The group debuted in 2022 at the World Cup in Sofia, they were 5th in the All-Around and 5 hoops and 6th with 3 ribbons + 2 balls. In Baku they were 12th in the All-Around and therefore didn't qualify for event finals. A month later in Pamplona they won bronze in the All-Around and silver with 5 hoops. In Portimão they won 3 silver medals. They won All-Around bronze and 5 hoops and silver with 3 ribbons + 2 balls in Cluj-Napoca.
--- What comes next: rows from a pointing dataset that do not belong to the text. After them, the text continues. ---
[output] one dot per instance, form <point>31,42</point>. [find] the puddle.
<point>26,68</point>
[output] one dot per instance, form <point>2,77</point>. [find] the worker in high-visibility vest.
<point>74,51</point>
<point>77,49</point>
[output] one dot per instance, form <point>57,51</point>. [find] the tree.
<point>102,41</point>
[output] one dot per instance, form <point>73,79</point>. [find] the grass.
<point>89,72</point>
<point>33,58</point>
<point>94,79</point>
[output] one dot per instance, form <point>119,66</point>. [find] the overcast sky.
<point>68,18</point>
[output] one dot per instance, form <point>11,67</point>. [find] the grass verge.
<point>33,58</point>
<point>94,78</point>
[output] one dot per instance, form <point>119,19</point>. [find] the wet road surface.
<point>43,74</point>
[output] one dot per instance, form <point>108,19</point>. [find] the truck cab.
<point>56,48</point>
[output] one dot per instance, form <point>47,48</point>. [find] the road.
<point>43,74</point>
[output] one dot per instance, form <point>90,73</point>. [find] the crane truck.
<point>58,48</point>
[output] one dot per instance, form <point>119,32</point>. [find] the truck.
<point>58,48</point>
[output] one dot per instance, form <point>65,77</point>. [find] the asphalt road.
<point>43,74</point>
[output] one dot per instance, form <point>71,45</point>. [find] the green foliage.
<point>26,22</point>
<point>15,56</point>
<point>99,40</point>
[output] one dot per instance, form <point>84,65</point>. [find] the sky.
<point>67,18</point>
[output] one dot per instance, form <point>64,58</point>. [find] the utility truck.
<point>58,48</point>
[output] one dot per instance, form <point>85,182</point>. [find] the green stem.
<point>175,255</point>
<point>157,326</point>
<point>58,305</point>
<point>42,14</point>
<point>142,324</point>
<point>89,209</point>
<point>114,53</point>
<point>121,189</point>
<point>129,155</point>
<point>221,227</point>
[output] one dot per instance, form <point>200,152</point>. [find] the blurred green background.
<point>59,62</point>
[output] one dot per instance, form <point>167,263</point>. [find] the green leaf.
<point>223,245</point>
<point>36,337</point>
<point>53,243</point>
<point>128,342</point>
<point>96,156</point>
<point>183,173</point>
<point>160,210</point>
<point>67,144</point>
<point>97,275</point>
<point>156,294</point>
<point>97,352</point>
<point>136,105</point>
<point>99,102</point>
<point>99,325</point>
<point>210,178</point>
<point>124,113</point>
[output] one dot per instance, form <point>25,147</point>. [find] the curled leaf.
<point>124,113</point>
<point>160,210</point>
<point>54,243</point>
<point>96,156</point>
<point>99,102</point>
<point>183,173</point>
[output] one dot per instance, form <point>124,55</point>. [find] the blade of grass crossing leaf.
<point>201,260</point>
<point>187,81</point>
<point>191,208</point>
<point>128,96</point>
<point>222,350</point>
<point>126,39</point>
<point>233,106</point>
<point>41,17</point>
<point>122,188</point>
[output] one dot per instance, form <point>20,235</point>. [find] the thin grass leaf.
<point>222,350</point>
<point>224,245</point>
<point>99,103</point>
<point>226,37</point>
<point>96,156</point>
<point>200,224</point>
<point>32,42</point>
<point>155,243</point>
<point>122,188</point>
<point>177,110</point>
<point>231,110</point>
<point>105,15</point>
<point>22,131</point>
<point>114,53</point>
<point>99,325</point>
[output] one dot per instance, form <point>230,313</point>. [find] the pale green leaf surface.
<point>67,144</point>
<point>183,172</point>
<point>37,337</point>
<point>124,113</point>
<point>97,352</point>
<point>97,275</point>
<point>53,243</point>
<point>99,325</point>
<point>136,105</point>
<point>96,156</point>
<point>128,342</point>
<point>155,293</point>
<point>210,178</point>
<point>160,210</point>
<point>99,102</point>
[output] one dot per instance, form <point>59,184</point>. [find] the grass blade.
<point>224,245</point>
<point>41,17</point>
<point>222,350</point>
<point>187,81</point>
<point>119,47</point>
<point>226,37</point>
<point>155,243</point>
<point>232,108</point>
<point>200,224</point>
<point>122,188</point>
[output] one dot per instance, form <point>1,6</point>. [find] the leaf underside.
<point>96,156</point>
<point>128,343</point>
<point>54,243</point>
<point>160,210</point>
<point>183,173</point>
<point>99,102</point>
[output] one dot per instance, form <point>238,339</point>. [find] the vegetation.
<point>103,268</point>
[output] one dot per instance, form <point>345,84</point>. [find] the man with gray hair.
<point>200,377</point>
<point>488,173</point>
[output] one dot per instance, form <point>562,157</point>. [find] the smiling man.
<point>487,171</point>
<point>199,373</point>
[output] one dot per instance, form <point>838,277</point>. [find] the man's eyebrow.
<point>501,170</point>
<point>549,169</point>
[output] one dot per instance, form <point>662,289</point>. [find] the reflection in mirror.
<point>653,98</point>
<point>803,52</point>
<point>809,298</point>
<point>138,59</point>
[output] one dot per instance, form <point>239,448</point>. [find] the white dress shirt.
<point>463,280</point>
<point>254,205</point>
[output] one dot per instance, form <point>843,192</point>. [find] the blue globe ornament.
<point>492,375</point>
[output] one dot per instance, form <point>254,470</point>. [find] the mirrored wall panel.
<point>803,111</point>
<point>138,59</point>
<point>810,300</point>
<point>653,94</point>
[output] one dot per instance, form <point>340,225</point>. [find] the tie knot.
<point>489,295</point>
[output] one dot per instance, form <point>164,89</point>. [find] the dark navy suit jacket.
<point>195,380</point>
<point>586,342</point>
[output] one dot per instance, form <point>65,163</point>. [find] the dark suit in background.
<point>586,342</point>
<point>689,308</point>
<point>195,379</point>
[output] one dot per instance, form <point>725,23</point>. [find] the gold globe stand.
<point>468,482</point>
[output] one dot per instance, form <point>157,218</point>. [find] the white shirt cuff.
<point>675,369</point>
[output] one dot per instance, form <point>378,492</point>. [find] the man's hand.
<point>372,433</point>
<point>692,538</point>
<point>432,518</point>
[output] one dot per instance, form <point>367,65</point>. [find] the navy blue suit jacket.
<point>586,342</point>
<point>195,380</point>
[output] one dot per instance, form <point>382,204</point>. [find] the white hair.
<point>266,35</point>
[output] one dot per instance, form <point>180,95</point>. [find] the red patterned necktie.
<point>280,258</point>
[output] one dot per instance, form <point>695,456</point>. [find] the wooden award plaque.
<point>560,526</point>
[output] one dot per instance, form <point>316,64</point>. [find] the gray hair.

Mireia took part, with Ana Arnau, Inés Bergua, Valeria Márquez, Patricia Pérez and Salma Solaun in the 2022 European Championships in Tel Aviv, winning silver in the 3 ribbons + 2 balls final, and the World Championships in Sofia where the Spanish group won three bronze medals: All-Around (earning them a spot for the 2024 Olympics), 5 hoops, and team.

In 2023 Mireia and the group debuted at the World Cup in Sofia, taking 11th place overall and 8th with 3 ribbons & 2 balls. A week later they competed at the Grand Prix in Thiais. In April the group took part in the World Cup in Baku, being 10th in the All-Around and 8th with 5 hoops. In Portimão they won gold in the All-Around and silver with 5 hoops. At the European Championships in Baku the group finished 6th overall, 4th with 5 hoops and won bronze in the mixed event. After a training camp in Alicante Salma was selected for the World Championships in Valencia, there along Inés Bergua, Salma Solaun, Ana Arnau and Patricia Pérez, she took bronze in the All-Around and silver with 5 hoops.

The first competition of the group in 2024 was the World Cup in Athens, where they took 4th place in the All-Around, 8th with 5 hoops and 7th with 3 ribbons & 2 balls. Weeks later, in Sofia they won silver with 5 balls, in Baku the group won gold in the All-Around and silver with 3 ribbons & 2 balls. In May she won gold in the All-Around and with 5 hoops as well as bronze in the mixed event at the stage in Portimão. At the European Championships in Budapest the Spanish group won bronze in the All-Around, silver with 5 hoops and gold with 3 ribbons & 2 balls. At the last World Cup of the season, in Cluj-Napoca, they won gold in the mixed event final. In early August Mireia, Ana Arnau, Inés Bergua, Salma Solaun and Patricia Pérez competed at the Olympic Games in Paris, where they took 10th place in the qualification event and thus not advancing to the final.